Super Size Me

Super Size Me

For all the hype abut this doco, Super Size Me contains a massively ‘Duh' premise that I was always sceptical of. STOP THE FUCKING PRESSES: Apparently, and you may want to sit down for this, but Maccas and fast food isn't good for you!!! Um, kind of something any kid knows from about age four. Why the hell do you think kids love it so much? Next there will be documentaries telling us not to stick knives in our ears.

However frightening levels of obesity and multinational corporations running the world are things that are so ingrained with today's Western society that they are like power lines: you know they're there but after a while you just get used to it and stop noticing the ugliness they bring to their surroundings. Sometimes we need a wake-up call.
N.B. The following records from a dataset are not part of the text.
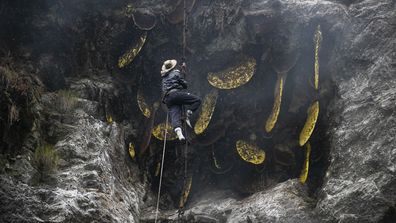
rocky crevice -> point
(352, 173)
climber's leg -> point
(175, 115)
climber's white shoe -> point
(179, 134)
(188, 114)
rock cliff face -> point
(76, 45)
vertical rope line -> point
(184, 30)
(162, 166)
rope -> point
(162, 166)
(184, 30)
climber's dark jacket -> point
(173, 80)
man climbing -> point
(175, 95)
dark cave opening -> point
(213, 161)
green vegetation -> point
(45, 161)
(67, 100)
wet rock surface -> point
(352, 180)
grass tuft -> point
(45, 161)
(67, 100)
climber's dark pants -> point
(175, 100)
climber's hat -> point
(167, 66)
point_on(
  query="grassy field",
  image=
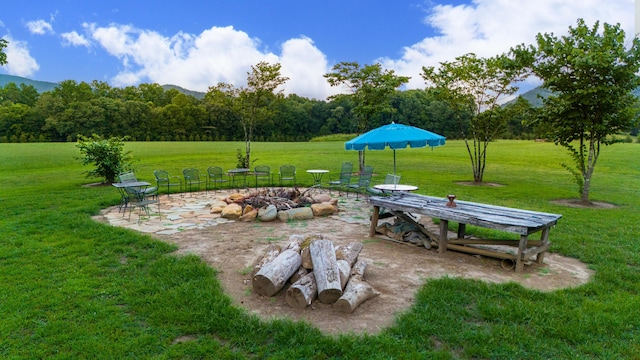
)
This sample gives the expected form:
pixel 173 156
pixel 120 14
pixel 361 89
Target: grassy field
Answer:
pixel 74 288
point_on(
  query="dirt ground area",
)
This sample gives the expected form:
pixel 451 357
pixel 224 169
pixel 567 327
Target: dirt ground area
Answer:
pixel 396 270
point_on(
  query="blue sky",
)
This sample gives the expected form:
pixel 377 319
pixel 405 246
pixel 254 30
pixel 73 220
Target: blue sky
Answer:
pixel 196 44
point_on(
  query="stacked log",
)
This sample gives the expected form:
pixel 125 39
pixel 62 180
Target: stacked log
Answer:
pixel 334 275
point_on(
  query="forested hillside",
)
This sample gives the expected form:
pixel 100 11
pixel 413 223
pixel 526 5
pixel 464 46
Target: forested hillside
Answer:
pixel 150 112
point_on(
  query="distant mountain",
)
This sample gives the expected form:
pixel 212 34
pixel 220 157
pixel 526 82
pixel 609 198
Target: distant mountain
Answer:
pixel 196 94
pixel 41 86
pixel 536 101
pixel 44 86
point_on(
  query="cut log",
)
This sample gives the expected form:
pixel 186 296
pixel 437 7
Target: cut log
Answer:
pixel 272 276
pixel 345 272
pixel 356 292
pixel 325 270
pixel 295 242
pixel 271 253
pixel 349 252
pixel 307 263
pixel 302 293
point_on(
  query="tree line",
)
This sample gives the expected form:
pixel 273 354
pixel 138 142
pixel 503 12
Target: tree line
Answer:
pixel 148 112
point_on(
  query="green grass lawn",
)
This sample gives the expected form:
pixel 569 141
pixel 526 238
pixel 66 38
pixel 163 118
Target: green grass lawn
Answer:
pixel 74 288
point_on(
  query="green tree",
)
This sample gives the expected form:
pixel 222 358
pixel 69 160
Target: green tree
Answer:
pixel 371 89
pixel 474 88
pixel 107 155
pixel 591 76
pixel 250 104
pixel 262 82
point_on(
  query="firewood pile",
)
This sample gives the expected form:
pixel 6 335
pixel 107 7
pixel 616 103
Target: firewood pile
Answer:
pixel 314 269
pixel 282 199
pixel 271 204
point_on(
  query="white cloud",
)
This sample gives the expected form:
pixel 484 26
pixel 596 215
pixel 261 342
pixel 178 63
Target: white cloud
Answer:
pixel 19 60
pixel 491 27
pixel 74 39
pixel 224 54
pixel 304 65
pixel 218 54
pixel 39 27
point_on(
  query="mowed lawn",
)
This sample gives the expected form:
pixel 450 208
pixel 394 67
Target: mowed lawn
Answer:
pixel 74 288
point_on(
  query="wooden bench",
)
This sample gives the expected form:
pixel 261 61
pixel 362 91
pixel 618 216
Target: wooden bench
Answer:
pixel 522 222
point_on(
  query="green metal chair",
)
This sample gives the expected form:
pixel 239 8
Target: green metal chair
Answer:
pixel 164 179
pixel 215 176
pixel 132 196
pixel 263 174
pixel 192 178
pixel 364 180
pixel 287 173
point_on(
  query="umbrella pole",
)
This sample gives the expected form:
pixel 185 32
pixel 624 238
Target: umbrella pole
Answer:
pixel 394 162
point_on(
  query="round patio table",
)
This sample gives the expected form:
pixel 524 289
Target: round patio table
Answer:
pixel 317 175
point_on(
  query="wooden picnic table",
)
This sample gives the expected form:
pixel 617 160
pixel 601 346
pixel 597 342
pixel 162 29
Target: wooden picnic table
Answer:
pixel 511 220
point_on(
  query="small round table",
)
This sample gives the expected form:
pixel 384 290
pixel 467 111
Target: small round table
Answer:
pixel 390 188
pixel 317 175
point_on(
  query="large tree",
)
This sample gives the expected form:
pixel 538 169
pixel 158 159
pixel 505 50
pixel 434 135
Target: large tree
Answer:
pixel 371 89
pixel 250 103
pixel 474 88
pixel 591 76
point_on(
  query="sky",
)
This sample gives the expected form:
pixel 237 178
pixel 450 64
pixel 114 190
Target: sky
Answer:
pixel 196 44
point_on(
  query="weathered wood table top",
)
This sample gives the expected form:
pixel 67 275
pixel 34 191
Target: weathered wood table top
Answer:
pixel 489 216
pixel 517 221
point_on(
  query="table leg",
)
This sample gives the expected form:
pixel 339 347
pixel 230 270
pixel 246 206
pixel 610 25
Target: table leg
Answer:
pixel 521 248
pixel 374 221
pixel 544 240
pixel 442 241
pixel 462 230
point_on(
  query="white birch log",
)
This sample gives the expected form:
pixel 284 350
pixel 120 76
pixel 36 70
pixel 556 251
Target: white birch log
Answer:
pixel 349 252
pixel 325 270
pixel 271 253
pixel 272 276
pixel 302 293
pixel 356 292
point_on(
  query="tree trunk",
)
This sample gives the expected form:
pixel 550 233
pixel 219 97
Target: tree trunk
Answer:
pixel 272 276
pixel 325 269
pixel 356 292
pixel 302 293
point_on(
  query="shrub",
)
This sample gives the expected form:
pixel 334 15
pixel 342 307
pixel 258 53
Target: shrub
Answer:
pixel 107 155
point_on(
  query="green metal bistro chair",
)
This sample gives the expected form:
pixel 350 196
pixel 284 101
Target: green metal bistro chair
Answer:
pixel 364 180
pixel 192 178
pixel 215 177
pixel 140 196
pixel 345 178
pixel 263 174
pixel 133 193
pixel 164 179
pixel 287 173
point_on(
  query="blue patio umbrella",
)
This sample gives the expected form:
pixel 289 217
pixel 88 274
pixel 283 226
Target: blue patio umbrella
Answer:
pixel 395 136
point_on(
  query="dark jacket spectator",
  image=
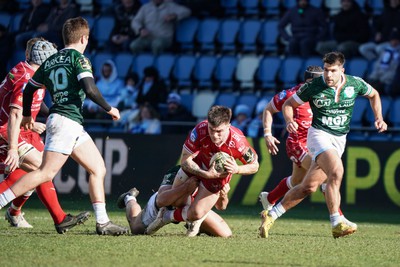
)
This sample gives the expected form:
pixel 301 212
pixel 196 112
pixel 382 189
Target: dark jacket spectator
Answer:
pixel 122 34
pixel 308 26
pixel 347 39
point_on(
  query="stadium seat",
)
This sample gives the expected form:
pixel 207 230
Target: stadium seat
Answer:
pixel 225 70
pixel 5 19
pixel 227 99
pixel 357 67
pixel 230 7
pixel 185 33
pixel 289 71
pixel 123 62
pixel 249 7
pixel 142 61
pixel 227 34
pixel 248 34
pixel 206 33
pixel 203 71
pixel 267 72
pixel 269 35
pixel 102 30
pixel 164 64
pixel 98 60
pixel 182 70
pixel 271 7
pixel 249 100
pixel 245 71
pixel 201 104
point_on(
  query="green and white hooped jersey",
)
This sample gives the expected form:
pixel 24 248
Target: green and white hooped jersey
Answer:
pixel 332 109
pixel 60 74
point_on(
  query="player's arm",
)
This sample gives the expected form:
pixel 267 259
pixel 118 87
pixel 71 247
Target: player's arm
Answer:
pixel 188 165
pixel 94 94
pixel 376 105
pixel 223 200
pixel 270 140
pixel 13 130
pixel 27 98
pixel 176 196
pixel 288 113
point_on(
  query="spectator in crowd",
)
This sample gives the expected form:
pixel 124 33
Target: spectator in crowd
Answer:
pixel 347 39
pixel 6 48
pixel 146 122
pixel 242 117
pixel 255 127
pixel 154 23
pixel 122 34
pixel 129 93
pixel 110 87
pixel 176 112
pixel 152 89
pixel 51 29
pixel 385 66
pixel 308 26
pixel 382 26
pixel 34 16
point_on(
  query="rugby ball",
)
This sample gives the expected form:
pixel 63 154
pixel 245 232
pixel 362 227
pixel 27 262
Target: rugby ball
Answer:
pixel 220 159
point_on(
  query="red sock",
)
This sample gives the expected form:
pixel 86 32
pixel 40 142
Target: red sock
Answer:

The much publicised gimmick of filmmaker Morgan Spurlock eating nuttin but Maccas for thirty days is just that - a hook to get ya in, before hitting ya with insights into America 's obesity problem and it's very obvious link to fast food. That's right folks – this is educational!

Spurlock also steals a few of Michael Moore's tricks to make his essay as entertaining as possible. Thus we have several comical cartoons and humorous vox pops with stupid Americans. Of course Spurlock's doco-with-a-social-conscience was always going to be compared to Moore 's work, especially with the notion of making himself the centrepiece of it all – giving an informative film a face. In this I actually found him to be more personable, and especially mote down-to-earth than Moore – interesting perhaps given Moore works so hard to be portrayed as a fighter for the working class everyman.

I myself did a two-and-a-half week version of Spurlock's experiment and suffered no real repercussions. I was in Japan , couldn't speak any of the language and couldn't just walk into a restaurant and order haphazardly because I'm allergic to seafood. It makes me vomit. For hours and hours. And they love their seafood. Luckily Maccas in Japan cater for ignorant Westerners, and when you walk in they pull out the Maccas-for-dummies picture book and you just point to the photos of what you want to eat. Well you're not meant to point, because apparently that's rude over there, but you wave over the photo like a game show model revealing a prize. It was the best Maccas I've ever had and I had a shitload of it. Unlike Spurlock I didn't get fat/impotent/near-death, but I also didn't eat the motherfucker monolithic-proportioned Super Sized meals he had.

You get the feeling that the medical evaluations Spurlock gets along his journey are filtered down greatly to what he decides to show. He can't exactly make the point that many people eat nothing but fast food and then go on an all-fast food diet and say he was near-death can he? Sure fast food lovers get massively fat quickly and will probably drop dead at an early age – but not after a month. Which brings me back to the ‘Duh' factor. If you eat only one kind of thing for a month you'll most likely get ill. I'm sure if you had nothing but apples for a month you would probably be quite ill too. But as I said before, it's just a gimmick to draw you in, and even if it's not as enthralling an experiment as you may have been led to believe, watching this film won't do you any harm at all in the long run.

Funnily enough during the recent screening of this on the teev those fucking “Make up your own mind” Maccas ads (that coincidentally have appeared just before the Fast Food Nation movie comes out) popped up frequently in the breaks. If nothing else, my hatred for those ads have forced me to do exactly that, and I've made up my mind to give Maccas the arse for as long as I can. Take that Ronald!